Association football player (born 1997)

Lina Chabane (لينا شعبان; born 14 April 1997) is a footballer who plays as a midfielder for Division 1 Féminine club FC Fleury 91. Born in France and a two-time international for Morocco, she plays for the Algeria national team.

==Club career==
Chabane is a Le Mans FC product.

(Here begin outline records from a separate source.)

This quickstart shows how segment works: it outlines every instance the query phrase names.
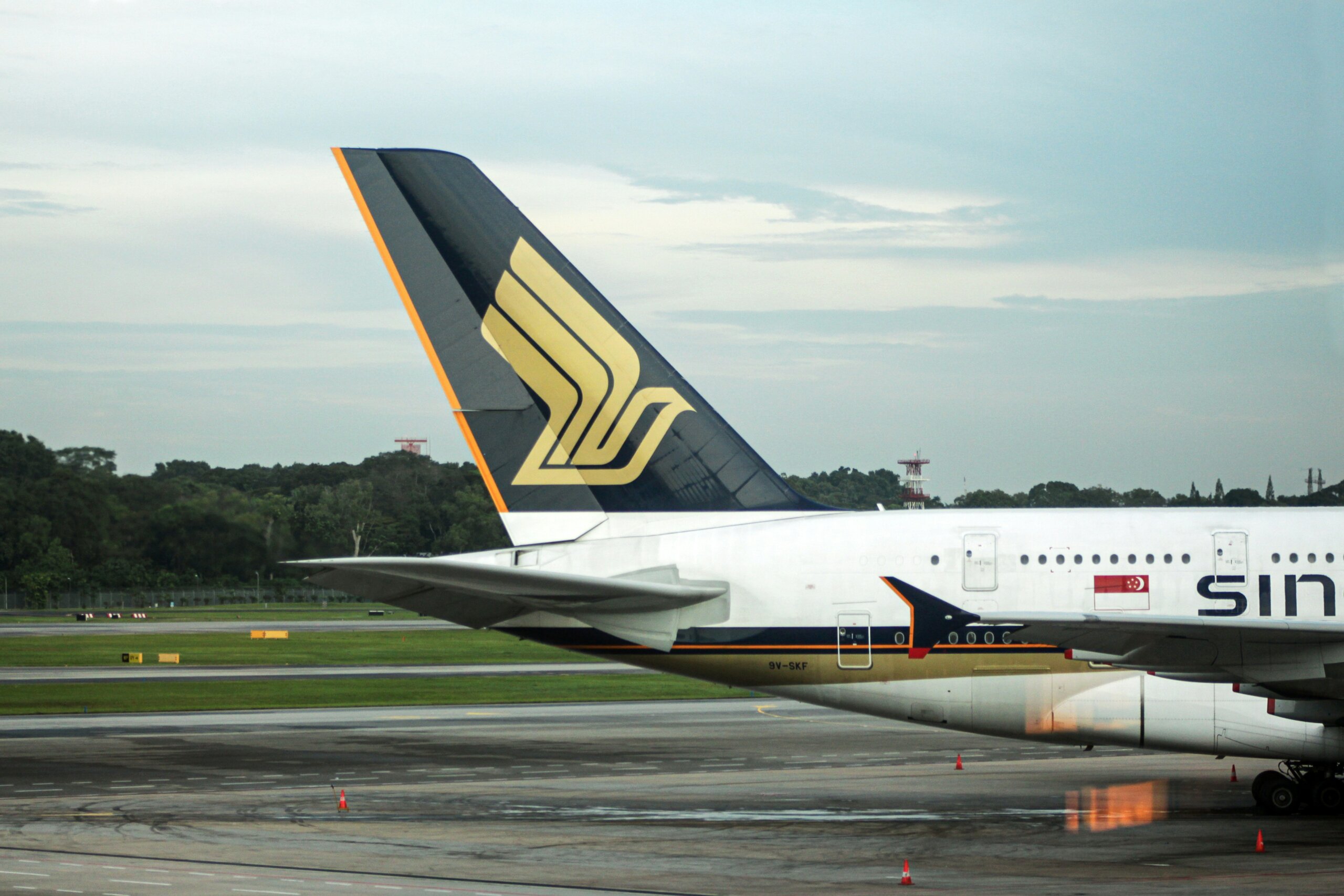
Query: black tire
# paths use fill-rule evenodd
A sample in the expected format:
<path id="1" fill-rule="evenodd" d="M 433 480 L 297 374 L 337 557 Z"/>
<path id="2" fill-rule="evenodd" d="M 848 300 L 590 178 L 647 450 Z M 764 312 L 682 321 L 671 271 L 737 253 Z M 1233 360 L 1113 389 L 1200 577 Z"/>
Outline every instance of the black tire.
<path id="1" fill-rule="evenodd" d="M 1282 775 L 1281 775 L 1282 776 Z M 1288 778 L 1265 787 L 1265 809 L 1274 815 L 1292 815 L 1302 807 L 1302 791 Z"/>
<path id="2" fill-rule="evenodd" d="M 1312 787 L 1312 809 L 1324 815 L 1344 811 L 1344 787 L 1335 778 L 1322 778 Z"/>
<path id="3" fill-rule="evenodd" d="M 1251 797 L 1255 798 L 1257 806 L 1265 806 L 1265 787 L 1273 780 L 1288 780 L 1284 775 L 1278 774 L 1273 768 L 1262 771 L 1255 775 L 1255 780 L 1251 782 Z"/>

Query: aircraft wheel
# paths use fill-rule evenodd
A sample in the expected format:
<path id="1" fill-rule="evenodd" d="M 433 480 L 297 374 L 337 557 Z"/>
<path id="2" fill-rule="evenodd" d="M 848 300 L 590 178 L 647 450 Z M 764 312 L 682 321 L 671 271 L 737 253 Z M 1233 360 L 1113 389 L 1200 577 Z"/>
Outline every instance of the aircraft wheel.
<path id="1" fill-rule="evenodd" d="M 1288 779 L 1274 770 L 1266 770 L 1255 775 L 1255 779 L 1251 782 L 1251 797 L 1255 799 L 1257 806 L 1265 806 L 1265 787 L 1273 780 Z"/>
<path id="2" fill-rule="evenodd" d="M 1251 797 L 1255 799 L 1257 806 L 1259 806 L 1261 809 L 1269 809 L 1269 801 L 1266 799 L 1265 794 L 1269 790 L 1270 785 L 1277 783 L 1279 780 L 1292 780 L 1292 779 L 1288 778 L 1286 775 L 1274 771 L 1273 768 L 1262 771 L 1261 774 L 1255 775 L 1255 779 L 1251 780 Z"/>
<path id="3" fill-rule="evenodd" d="M 1263 793 L 1265 809 L 1275 815 L 1290 815 L 1302 807 L 1302 791 L 1288 778 L 1269 782 Z"/>
<path id="4" fill-rule="evenodd" d="M 1312 807 L 1327 815 L 1344 810 L 1344 787 L 1335 778 L 1322 778 L 1312 787 Z"/>

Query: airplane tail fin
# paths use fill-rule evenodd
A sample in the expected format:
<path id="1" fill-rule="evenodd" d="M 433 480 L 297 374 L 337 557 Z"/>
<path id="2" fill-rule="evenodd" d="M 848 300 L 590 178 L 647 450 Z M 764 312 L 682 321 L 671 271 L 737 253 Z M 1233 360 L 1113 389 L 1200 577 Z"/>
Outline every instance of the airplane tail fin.
<path id="1" fill-rule="evenodd" d="M 468 159 L 332 152 L 500 513 L 825 509 Z"/>

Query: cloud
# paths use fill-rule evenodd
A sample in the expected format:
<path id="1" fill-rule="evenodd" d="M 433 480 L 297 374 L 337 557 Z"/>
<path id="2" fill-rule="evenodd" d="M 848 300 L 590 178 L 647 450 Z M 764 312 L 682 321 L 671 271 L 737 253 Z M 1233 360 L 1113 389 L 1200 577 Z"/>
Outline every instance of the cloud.
<path id="1" fill-rule="evenodd" d="M 97 211 L 91 206 L 73 206 L 48 199 L 40 189 L 5 189 L 0 187 L 0 215 L 70 215 Z"/>

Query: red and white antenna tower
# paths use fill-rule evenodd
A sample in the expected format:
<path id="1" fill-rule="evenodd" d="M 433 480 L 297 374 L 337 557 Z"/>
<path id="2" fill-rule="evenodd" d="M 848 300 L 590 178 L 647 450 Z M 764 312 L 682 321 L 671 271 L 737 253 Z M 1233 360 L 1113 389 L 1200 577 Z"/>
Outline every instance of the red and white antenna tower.
<path id="1" fill-rule="evenodd" d="M 429 439 L 392 439 L 411 454 L 429 454 Z"/>
<path id="2" fill-rule="evenodd" d="M 925 482 L 929 478 L 923 474 L 923 466 L 929 462 L 929 458 L 919 457 L 919 451 L 907 461 L 896 461 L 906 467 L 906 509 L 907 510 L 923 510 L 925 501 L 929 496 L 925 493 Z"/>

She has played for FC Tremblay En France, Stade Brestois 29, RC Saint-Denis, Montauban FC and Fleury in France.

==International career==
=== Algeria ===
In 2016, Chabane was called up for the first time to the Algeria national team on the occasion of a preparation course for the CAN qualifiers.

=== Morocco ===
Chabane made her senior debut for Morocco on 10 June 2021 as a substitute in a 3–0 friendly home win over Mali. Her first match as a starter player was four days later against the same opponent.

==Personal life==
Chabane's younger brother, Amine Chabane, is also a professional footballer and youth international for both Algeria and Morocco.